Because any branch is a fully verifiable self-contained unit, and also chunks
are easiest to map via branches, I think fetching branches easily is the best
way to go.
Why not levels? Because there is no case where you would need a full level where
a branch wouldn't do at least as well.
I don't know if a mapping where any full path can be addressed as a consecutive
list of nodes exists. Neither do I consider such mapping very useful compared
to branch mapping.
So, the simplest way of providing access to any branch, from any level to any
other level, is to store the tree linearly mapped in such way that branches
can be addressed as lists. Of course it would be possible to rather add a mapping
type parameter to the request opcode.
So, to move from rigid two-step approach to more extensible approach while maintaining
the ability to request exactly the treetop and branches as per the two-step
approach, the request and response could be:
- request hashtree for <ed2k hash> of <hash algo> <hash subtype>
mapped as <mapping type> from <first node> to <last node>
inclusive
- respond with the obvious error messages
- file not found
- hash algo not supported
- hash subtype not supported
- mapping type not supported
- branch not available
- respond repeating request parameters except with first node being the first
node within the range that is available, and last node being the last node within
the range that is available, and the nodelist
So, after all this, how do we know that the hashtree received is for the
file with that ed2k hash?
When a client has received a complete chunk and has verified it against the
ed2k/md4 parthash as usual, coming to the conclusion that it is correct and
valid chunk, chunk data can be verified using hashtree as has been received.

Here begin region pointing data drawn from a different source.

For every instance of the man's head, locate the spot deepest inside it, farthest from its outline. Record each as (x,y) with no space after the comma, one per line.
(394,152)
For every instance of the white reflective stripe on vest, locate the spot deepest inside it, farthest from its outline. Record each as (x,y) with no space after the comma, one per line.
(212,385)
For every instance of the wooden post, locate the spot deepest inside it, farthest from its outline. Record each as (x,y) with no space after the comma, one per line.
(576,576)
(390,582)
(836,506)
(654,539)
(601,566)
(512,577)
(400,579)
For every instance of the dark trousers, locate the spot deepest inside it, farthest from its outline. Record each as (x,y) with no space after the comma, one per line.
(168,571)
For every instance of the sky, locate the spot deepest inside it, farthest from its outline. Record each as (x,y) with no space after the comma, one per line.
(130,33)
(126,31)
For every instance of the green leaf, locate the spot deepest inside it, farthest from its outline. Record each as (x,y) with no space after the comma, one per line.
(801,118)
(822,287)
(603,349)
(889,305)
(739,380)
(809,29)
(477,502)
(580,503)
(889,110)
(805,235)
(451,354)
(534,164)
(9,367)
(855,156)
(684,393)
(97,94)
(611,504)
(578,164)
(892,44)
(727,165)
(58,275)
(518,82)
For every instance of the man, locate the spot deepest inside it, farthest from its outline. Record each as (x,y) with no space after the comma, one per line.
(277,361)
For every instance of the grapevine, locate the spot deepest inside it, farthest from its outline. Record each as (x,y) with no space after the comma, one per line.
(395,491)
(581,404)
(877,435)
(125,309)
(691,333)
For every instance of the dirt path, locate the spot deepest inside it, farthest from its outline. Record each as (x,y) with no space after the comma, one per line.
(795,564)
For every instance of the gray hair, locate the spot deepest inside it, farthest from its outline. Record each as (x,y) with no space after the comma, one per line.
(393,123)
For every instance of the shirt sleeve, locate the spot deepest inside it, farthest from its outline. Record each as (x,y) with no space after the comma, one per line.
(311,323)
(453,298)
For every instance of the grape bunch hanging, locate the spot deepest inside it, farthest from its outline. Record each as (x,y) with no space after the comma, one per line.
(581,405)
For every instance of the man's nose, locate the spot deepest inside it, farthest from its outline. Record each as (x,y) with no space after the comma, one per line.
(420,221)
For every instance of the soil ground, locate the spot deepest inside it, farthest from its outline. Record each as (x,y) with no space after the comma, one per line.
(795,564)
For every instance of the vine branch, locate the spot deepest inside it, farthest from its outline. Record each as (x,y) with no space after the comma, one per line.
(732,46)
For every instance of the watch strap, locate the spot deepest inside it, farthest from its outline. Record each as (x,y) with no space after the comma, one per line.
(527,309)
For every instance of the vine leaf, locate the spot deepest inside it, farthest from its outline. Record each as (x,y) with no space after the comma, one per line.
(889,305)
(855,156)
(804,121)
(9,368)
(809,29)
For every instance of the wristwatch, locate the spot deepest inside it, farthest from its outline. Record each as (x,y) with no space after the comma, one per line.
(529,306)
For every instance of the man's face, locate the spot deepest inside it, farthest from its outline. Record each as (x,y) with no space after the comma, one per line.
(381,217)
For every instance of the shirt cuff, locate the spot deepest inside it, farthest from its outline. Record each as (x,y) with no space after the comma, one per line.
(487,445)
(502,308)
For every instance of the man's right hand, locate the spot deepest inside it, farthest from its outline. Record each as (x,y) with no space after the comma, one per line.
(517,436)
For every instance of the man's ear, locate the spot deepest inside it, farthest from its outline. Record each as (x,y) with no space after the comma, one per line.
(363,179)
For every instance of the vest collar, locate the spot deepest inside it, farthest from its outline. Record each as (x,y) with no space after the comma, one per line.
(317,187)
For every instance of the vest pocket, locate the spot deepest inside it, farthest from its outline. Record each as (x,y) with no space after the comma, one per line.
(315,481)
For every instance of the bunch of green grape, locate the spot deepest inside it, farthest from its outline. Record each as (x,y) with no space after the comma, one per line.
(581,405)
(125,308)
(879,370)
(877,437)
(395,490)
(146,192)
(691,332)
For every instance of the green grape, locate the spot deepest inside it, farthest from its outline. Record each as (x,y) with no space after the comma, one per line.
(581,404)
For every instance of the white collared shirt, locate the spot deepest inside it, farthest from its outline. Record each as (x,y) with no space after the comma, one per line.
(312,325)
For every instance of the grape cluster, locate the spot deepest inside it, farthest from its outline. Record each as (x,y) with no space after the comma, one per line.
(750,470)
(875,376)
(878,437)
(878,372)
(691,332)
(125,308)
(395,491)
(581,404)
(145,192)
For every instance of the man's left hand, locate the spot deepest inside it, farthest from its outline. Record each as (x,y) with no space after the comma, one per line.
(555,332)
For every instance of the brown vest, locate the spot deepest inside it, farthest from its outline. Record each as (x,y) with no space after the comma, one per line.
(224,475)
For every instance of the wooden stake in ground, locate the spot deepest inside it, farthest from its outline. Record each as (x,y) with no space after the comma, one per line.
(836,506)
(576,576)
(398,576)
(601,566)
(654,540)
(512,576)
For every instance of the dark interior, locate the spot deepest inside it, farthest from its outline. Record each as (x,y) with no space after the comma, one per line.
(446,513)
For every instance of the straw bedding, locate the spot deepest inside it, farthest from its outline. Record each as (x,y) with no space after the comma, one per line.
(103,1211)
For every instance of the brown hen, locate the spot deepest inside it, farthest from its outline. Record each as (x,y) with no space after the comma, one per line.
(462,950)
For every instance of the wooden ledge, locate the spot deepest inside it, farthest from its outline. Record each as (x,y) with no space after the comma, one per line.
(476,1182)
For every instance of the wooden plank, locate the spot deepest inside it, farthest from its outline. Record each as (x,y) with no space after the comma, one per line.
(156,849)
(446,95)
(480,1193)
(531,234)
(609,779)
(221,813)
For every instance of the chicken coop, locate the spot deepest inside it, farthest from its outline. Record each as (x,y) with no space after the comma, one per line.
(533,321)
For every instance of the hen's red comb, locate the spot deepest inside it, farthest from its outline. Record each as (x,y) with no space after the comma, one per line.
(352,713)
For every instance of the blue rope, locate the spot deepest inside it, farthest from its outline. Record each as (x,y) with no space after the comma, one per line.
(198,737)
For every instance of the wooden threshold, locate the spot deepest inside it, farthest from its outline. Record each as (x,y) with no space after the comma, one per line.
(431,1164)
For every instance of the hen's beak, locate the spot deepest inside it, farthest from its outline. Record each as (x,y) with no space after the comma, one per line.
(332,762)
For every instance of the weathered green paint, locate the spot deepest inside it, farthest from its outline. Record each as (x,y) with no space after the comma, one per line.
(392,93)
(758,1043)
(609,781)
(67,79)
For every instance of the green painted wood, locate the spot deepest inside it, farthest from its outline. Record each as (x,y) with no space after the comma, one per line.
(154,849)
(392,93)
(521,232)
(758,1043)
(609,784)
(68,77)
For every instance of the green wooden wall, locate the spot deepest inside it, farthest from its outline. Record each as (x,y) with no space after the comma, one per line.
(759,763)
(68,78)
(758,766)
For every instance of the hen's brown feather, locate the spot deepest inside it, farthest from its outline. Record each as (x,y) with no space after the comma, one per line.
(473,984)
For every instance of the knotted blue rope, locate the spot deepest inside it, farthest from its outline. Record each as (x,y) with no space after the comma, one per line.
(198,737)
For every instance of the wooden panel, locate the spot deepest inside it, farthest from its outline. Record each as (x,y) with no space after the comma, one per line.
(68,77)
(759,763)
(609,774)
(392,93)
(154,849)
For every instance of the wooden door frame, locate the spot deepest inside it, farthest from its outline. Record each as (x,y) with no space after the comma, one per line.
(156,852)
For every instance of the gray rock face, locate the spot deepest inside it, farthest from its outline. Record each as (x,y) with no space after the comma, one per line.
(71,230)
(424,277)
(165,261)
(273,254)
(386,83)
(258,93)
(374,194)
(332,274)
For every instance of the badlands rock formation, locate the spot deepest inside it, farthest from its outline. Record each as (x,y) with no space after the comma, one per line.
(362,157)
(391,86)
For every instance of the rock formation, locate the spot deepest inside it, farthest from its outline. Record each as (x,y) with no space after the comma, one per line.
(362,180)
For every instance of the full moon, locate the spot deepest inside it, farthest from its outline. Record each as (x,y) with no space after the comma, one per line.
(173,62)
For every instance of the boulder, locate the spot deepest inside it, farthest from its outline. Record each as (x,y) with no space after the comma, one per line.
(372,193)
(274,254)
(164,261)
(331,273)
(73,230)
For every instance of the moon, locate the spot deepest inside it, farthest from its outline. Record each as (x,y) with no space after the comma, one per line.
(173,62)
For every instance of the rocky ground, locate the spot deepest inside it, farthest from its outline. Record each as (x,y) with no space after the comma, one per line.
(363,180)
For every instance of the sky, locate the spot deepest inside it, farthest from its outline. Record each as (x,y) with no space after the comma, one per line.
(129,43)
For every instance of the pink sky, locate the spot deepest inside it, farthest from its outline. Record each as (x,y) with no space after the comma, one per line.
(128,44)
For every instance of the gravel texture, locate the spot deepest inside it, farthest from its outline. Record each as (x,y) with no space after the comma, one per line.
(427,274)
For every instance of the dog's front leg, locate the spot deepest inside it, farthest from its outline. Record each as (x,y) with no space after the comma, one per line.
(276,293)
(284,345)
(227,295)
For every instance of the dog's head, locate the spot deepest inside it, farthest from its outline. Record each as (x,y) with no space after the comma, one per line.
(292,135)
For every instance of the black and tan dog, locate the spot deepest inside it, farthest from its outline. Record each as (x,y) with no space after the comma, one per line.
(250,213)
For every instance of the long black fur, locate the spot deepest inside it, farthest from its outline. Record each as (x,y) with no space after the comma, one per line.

If the data hashes correctly and matches the hashes in the available hashtree,
the hashtree is correct and valid.
That is the only way I can think of, as with old ed2k hash, the smallest verifiable
unit is a chunk.
So, that's it. I've now explained my case pretty well, so if someone still thinks
another way would be better, I'd very much like to read a good post describing
how to achieve as good a result, including how it is better on critical resource
usage.
If you truly read this post
completely, and gave thought to it, I thank you from the bottom of my heart.
It took me about five hours to write this.